Like you say, external inputs and care are needed to amend the soil to grow useful food crops. If they weren't, we'd still be foraging, without need to settle areas and dedicate energy to agriculture.

[–] bennieandthez@lemmygrad.ml 2 points 6 months ago (1 children)

There has to be a balance, we need to understand that as long as we export harvests out of the field we need to import nutrients into the field. We can't expect plants to naturally replenish the nutrients that we unnaturally extract.

Also we need to understand that when we introduce heavy machinery into a field, we need heavy machinery to break compaction. Plants and soil organisms simply cannot naturally break the compaction caused by our unnaturally heavy machinery that is heavily concentrated in the small contact area of a tire.

Some of these dogmatic beliefs lead to "regenerative" farmers being more extractivists than the industrial farmers they demonize.

[–] nickwitha_k@lemmy.sdf.org 2 points 6 months ago

Absolutely. I'm happy to see more people on the same page here. Conservation of Mass is a law that we have to abide by.

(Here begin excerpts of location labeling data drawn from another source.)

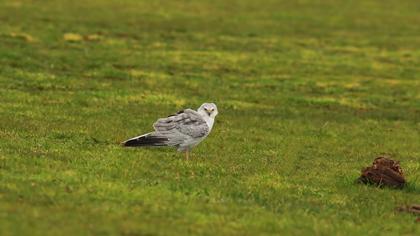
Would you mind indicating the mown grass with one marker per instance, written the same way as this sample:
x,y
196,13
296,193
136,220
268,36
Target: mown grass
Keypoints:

On compaction, I have read on some cultivars of root grass crops being capable of penetrating plow pan and freeing up the soil underneath but I have not yet read any studies that empirically validate this. And, even if the data proves it, the proposed process is NOT fast and requires assistance from seasonal freeze/thaw cycles to help mechanically crack the compacted layer. So, not likely useful for remediation of fields needed to grow food in the short to mid term.

[–] jlow@beehaw.org -1 points 6 months ago (4 children)

Never thought about it that way, so if farmers (at this point probably mostly international big farming corporations) would just rotate their crops, they would not have to buy as much fertiliser, destroy the environment and probably a tonne of other disgusting stuff that comes with mono-cultures, like the excessive need for fertilisers? Yeah, that checks out 🥵 ("It's too much work! Other crops don't sell!")

[–] wizardbeard@lemmy.dbzer0.com 20 points 6 months ago (1 children)

would just

Farmers have been rotating crops for hundreds of years man. Corporate farms rotate crops too. Step down off that soapbox for a moment.

The whole joke is that the person in the image would have made fun of the idea in ancient times, killing the food supply of early civilization and setting us all back by thousands of years.

[–] wandermind@sopuli.xyz 7 points 6 months ago

Yeah, the point of the joke is that crop rotation has been practiced for literally thousands of years. It was an agricultural invention which gave ancient cultures significantly higher crop yields, enabling a huge number of societal, cultural and scientific developments. The joke is based on the idea that before crop rotation was discovered, some people might have considered it a silly idea, delaying the developments enabled by the significantly increased crop yields.

[–] onion@feddit.de 18 points 6 months ago

They do rotate, for example soybean -> corn because soybeans add nitrogen to the ground which corn needs a lot of

[–] Deebster@programming.dev 3 points 6 months ago

Also mixing crops (or non-farmable plants) has big benefits, but it's currently cheaper to use chemically-derived fertilisers and go the monoculture route.

[–] Coasting0942@reddthat.com 3 points 6 months ago

If only a government could artificially change the artificial incentives, without worrying about the votes they get from the minority who farm and are citizens.